In artikel 3 Awir staat de definitie van een partner. De belanghebbende dient aan één van de voorwaarden uit artikel 3 te voldoen, waardoor sprake is van een toeslagpartner. Samenvattend is er sprake van een toeslagpartner indien

belanghebbende;

- een echtgenoot of geregistreerd partner heeft, die staat ingeschreven op hetzelfde adres (artikel 2 lid 6 en artikel 5a Algemene wet inzake rijksbelastingen);

- samen een kind heeft met diegene die staat ingeschreven op hetzelfde adres (artikel 3 onderdeel a Awir);

- samen een kind van een ander heeft erkend die staat ingeschreven op hetzelfde adres (artikel 3 onderdeel b Awir);

- als partner staat aangemeld voor de toepassing van een pensioenregeling (artikel 3 onderdeel c Awir);

- samen een koopwoning heeft met een ander die in de BRP op hetzelfde woonadres staat ingeschreven (artikel 3 onderdeel d Awir);

- of één van de medebewoners een inwonend kind heeft jonger dan 18 jaar (artikel 3 onderdeel e Awir);

- een fiscale partner heeft voor de inkomstenbelasting (artikel 3 onderdeel f Awir);

- in 2013 al een toeslagpartner had met diegene die op hetzelfde adres staat ingeschreven in de BRP (artikel 3 onderdeel g Awir).

Een alleenstaande ouder is toeslagpartner met een ander familielid (bijvoorbeeld: meerderjarig kind, ouder, broer of zus, grootouder) indien

de alleenstaande ouder en het familielid aan één van de bovenstaande voorwaarden uit artikel 3 Awir voldoen.
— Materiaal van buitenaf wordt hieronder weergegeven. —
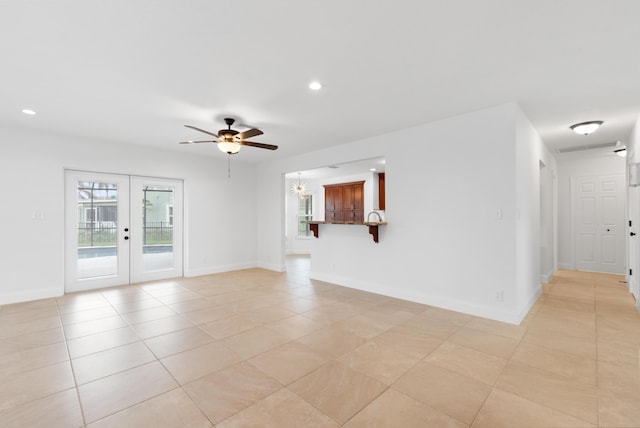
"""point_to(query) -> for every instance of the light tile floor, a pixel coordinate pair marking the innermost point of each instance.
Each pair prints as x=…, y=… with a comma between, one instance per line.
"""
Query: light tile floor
x=265, y=349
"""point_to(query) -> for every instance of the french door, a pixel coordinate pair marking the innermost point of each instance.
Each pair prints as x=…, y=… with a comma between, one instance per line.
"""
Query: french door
x=121, y=229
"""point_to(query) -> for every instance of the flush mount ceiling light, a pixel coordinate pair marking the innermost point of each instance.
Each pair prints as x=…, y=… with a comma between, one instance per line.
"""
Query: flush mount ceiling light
x=586, y=128
x=299, y=187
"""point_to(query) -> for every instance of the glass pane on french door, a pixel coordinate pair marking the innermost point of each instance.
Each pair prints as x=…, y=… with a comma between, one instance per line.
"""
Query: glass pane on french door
x=96, y=223
x=97, y=229
x=156, y=223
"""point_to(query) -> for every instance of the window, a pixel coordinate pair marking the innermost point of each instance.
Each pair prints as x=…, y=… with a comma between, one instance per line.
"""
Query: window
x=305, y=213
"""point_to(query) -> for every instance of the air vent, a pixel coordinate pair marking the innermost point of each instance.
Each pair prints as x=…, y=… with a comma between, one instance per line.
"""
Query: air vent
x=588, y=147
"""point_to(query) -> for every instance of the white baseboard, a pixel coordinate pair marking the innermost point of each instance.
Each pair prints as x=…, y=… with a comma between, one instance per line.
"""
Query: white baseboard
x=566, y=266
x=470, y=308
x=545, y=278
x=210, y=270
x=28, y=296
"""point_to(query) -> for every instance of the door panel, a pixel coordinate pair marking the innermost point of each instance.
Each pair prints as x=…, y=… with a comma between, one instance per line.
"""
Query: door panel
x=156, y=224
x=600, y=224
x=121, y=229
x=97, y=214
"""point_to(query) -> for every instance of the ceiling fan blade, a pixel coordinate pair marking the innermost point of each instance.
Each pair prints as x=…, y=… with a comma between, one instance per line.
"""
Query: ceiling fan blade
x=259, y=145
x=202, y=130
x=253, y=132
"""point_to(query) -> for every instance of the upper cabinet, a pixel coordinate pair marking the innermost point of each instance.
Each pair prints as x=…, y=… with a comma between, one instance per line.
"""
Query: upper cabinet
x=344, y=202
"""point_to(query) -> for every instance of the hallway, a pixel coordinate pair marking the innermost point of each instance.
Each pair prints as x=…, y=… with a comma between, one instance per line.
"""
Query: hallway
x=260, y=348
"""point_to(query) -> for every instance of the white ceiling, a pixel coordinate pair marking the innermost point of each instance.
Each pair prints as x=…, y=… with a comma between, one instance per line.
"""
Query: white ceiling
x=136, y=71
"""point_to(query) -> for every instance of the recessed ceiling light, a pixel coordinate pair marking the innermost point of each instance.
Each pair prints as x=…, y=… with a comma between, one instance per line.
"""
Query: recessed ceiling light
x=586, y=128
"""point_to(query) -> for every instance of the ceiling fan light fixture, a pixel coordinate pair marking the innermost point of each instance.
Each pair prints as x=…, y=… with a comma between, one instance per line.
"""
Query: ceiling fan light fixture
x=230, y=148
x=621, y=152
x=586, y=128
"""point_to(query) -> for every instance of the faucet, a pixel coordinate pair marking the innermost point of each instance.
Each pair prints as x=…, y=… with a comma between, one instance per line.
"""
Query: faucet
x=376, y=213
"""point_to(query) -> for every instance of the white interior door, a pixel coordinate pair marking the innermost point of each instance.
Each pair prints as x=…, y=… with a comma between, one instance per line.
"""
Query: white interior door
x=633, y=276
x=599, y=223
x=121, y=229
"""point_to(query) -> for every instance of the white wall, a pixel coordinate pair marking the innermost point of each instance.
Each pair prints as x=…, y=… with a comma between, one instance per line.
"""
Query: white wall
x=568, y=168
x=32, y=170
x=445, y=244
x=633, y=156
x=315, y=188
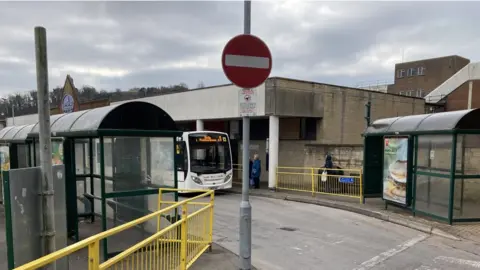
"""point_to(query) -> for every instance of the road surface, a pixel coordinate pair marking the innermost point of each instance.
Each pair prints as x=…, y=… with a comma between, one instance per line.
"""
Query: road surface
x=296, y=236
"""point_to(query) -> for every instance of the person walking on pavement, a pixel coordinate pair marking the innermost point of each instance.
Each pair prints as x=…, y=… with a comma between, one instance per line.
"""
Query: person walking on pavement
x=256, y=171
x=250, y=164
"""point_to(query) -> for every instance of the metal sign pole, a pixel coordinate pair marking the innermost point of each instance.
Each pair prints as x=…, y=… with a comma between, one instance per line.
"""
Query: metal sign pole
x=245, y=207
x=48, y=230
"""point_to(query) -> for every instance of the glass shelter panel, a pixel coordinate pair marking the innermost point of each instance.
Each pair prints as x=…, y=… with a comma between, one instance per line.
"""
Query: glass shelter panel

(Situatieschets: een alleenstaande ouder woont samen met een 30-jarig kind en heeft samen met dat kind een koopwoning. Op dat moment zijn het kind en de alleenstaande ouder toeslagpartners en bestaat er géén recht op

de ALO-kop. In de praktijk zal deze situatie niet vaak voorkomen en zullen alleenstaande ouders vaker samenwonen met een ander familielid, waarbij niet aan één van de bovenstaande voorwaarden uit artikel 3 wordt

voldaan. Dan is er dus géén sprake is van toeslagpartners en kan wel recht bestaan op de ALO-kop.)

Voor de alleenstaande ouders die samenwonen met een bloedverwant in de eerste graad (bijvoorbeeld kind, ouder) geldt naast de bovenstaande voorwaarden uit artikel 3 Awir, dat de alleenstaande ouder én de bloedverwant in de eerste graad beiden bij de aanvang van het kalenderjaar 27 jaar of ouder moeten zijn (artikel 3 lid 5 Awir). Voor de alleenstaande ouder die samenwoont met een bloedverwant in de tweede graad (bijvoorbeeld broer of zus) geldt niet de voorwaarde dat beiden 27 jaar of ouder moeten zijn en is sprake van een toeslagpartner indien aan één van de voorwaarden uit artikel 3 Awir wordt voldaan.

Om de inkomensachteruitgang voor deze groep te compenseren wordt met deze beleidsregel voorzien in een gegarandeerd minimuminkomen.